Sometimes the hardest part of communication is not the words themselves, but the way we interpret what we don’t understand.
A family friend once shared how, when trying to communicate with certain colleagues – they felt like their words left their mouth and fell through the floorboards — picking up dust and distortion before landing somewhere else entirely. What they meant and what the other person heard often felt worlds apart.
My son offered a powerful analogy that helped everything make sense – “It’s like you’re both looking at the same thing on a computer. You see graphics. they see text.”
It was a simple yet striking way to describe what happens in communication with someone who has aphasia. You might be sharing the same moment, looking at the same situation, but experiencing it in completely different ways.One person is taking in emotion, tone, and visual cues — like seeing the full graphic interface. The other is reading line by line, processing fragmented information like text that must be decoded.
This story illustrates a broader truth: we often misinterpret what we don’t understand.
When communication feels hard or confusing, we may assume someone isn’t listening, doesn’t care, or is being difficult — when in reality, their brain is simply processing language in a different way.
Aphasia changes how someone communicates, not what they know or who they are. It means the route to understanding looks different. It might require fewer words, more visual support, extended time, or just patience and presence.
When we stop forcing understanding through our own lens, and instead adapt to how someone else receives information, connection becomes possible again.
It’s not about saying less. It’s about saying it in a way that can be received.
Sometimes, the deepest understanding happens in the quiet spaces between words.
I regularly use Dr Dan Siegels Wheel of Awareness mindfulness exercise and have suggested it to others. But how may someone with Aphasia experience the Wheel of Awareness?
The Wheel of Awareness, developed by Dr. Dan Siegel, is a mindfulness tool that guides attention across different aspects of our experience — from our five senses, to bodily sensations, mental activities, and a sense of connection with others.
https://drdansiegel.com/wheel-of-awareness/
For someone with aphasia, engaging in this practice may feel different. While the guided words might not always land clearly or fully, the person can still sense and respond to what’s being felt in their body. The experience may be less verbal and more somatic or intuitive.

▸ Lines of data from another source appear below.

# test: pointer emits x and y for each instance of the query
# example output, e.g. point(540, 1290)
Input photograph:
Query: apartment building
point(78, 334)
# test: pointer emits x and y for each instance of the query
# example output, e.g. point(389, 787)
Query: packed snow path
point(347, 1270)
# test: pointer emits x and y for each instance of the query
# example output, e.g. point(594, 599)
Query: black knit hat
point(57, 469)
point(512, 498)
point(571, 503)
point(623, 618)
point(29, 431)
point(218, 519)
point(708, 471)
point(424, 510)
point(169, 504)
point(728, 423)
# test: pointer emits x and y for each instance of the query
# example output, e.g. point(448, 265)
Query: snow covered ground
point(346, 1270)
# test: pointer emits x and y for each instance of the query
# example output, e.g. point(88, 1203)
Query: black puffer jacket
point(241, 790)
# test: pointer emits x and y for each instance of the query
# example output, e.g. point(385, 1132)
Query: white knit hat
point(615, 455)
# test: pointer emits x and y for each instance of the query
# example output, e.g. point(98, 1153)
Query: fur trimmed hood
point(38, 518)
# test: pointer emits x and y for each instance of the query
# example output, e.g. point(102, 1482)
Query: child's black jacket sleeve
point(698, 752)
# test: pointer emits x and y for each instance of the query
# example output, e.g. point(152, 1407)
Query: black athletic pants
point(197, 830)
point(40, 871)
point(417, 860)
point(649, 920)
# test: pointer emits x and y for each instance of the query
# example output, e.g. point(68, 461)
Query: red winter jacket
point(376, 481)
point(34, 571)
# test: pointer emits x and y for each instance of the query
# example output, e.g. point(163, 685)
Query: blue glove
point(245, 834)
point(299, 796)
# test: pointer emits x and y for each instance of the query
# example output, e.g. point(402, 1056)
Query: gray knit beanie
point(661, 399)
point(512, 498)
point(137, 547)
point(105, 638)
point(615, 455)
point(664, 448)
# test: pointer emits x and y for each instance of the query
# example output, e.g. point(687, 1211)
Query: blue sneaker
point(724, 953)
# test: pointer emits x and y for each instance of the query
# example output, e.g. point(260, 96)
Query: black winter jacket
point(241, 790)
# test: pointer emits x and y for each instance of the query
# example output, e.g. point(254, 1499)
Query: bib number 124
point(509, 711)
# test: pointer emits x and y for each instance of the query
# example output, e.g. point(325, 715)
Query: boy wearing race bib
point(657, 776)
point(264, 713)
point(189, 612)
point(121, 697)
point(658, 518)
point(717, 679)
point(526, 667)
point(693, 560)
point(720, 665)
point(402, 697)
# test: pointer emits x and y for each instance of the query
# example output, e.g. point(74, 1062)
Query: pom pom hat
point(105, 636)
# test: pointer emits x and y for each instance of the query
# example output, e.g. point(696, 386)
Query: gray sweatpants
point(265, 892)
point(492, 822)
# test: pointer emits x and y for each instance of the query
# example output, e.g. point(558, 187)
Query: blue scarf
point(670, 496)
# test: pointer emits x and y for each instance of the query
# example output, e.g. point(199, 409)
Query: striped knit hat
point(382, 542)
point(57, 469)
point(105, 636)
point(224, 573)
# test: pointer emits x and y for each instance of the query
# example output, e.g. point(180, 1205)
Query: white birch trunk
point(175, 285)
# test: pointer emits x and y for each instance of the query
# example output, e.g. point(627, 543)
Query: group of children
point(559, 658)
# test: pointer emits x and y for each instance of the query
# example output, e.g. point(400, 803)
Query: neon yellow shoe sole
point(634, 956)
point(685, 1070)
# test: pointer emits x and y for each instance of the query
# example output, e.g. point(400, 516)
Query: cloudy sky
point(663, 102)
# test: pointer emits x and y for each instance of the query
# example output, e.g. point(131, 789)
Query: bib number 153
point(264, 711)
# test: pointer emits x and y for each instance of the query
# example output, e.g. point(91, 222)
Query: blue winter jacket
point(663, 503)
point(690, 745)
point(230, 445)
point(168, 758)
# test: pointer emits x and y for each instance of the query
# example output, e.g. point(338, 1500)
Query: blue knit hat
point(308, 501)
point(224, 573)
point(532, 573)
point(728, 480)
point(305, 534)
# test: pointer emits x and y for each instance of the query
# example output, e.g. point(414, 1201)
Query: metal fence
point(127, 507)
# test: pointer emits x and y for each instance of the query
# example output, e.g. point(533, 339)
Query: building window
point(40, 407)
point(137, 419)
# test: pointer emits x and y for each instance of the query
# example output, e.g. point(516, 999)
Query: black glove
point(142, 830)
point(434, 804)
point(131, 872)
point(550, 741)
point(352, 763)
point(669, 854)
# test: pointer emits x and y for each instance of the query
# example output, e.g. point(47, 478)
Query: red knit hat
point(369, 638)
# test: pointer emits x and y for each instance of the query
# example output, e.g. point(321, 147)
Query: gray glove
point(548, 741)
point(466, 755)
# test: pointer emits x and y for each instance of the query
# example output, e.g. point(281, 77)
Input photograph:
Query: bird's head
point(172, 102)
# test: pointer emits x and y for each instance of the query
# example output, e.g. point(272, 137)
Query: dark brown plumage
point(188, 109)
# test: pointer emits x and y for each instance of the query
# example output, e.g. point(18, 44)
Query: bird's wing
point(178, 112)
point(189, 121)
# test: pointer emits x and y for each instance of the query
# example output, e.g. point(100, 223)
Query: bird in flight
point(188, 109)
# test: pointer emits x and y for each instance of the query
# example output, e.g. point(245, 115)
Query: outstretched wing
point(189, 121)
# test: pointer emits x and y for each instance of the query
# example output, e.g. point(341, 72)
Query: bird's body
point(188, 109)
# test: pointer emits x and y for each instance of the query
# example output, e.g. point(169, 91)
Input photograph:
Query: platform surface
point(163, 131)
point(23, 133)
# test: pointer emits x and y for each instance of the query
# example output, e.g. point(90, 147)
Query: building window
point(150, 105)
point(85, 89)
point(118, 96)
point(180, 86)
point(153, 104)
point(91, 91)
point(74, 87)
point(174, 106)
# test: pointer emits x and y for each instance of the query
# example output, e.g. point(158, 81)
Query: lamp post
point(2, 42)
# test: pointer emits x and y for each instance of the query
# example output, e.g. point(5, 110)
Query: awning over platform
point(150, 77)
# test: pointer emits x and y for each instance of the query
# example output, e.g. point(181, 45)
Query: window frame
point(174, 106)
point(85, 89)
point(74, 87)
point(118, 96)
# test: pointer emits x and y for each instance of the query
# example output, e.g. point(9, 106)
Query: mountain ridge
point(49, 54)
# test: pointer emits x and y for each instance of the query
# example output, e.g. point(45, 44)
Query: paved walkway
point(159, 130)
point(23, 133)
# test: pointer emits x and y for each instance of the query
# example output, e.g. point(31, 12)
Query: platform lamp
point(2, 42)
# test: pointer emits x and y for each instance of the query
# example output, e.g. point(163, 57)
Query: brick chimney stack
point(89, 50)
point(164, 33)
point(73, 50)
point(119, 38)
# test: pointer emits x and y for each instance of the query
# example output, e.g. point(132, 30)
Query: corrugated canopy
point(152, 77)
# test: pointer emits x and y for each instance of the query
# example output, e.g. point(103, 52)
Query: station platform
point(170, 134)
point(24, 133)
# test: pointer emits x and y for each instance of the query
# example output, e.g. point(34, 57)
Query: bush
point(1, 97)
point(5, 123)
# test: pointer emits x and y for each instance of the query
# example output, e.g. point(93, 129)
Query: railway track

Rather than visualising thoughts or narrating sensations, someone with aphasia might:
– Tune into body signals like warmth, breath, or tension
– Experience rhythms in the guide’s voice as soothing, even if not fully understood
– Respond more to tone, pauses, or repetition than to specific instructions
– Feel a general sense of safety or agitation based on how the practice is delivered
In this way, the Wheel of Awareness still holds value. It offers a structure for noticing and integrating experience — even if the ‘spokes’ of attention are accessed through sensation rather than words. For those living with aphasia, the practice may open space for calm presence, even when language is quiet or unclear.
What the Research Says
Research shows that aphasia is a language disorder caused by brain injury, most commonly from stroke, that affects speaking, understanding, reading, and writing—but not intelligence (Code & Herrmann, 2003). People with aphasia often retain full emotional and cognitive capacity, even when their ability to express themselves is disrupted.
In trauma-related cases, similar disruptions in language can occur. Studies show that childhood trauma can impair interoceptive awareness—the ability to sense internal bodily states—leading to body dissociation and emotional dysregulation (Barrett & Simmons, 2023). These disruptions are often linked to the insula, a brain region that helps integrate internal sensing with emotional and verbal processing (Craig, 2009).
The insula is also involved in coordinating speech. Damage to this region, whether from trauma or stroke, can result in speech production difficulties and a breakdown in awareness of bodily signals (Dronkers, 1996). This explains why some individuals with aphasia or trauma may struggle to connect language, emotion, and bodily experience, even when cognitively intact.
Mindfulness-based practices like Dr. Dan Siegel’s Wheel of Awareness may offer therapeutic benefits by gently restoring interoceptive awareness and supporting emotional regulation—even for those with language difficulties. Practices that emphasise tone, rhythm, and bodily sensation may be especially helpful.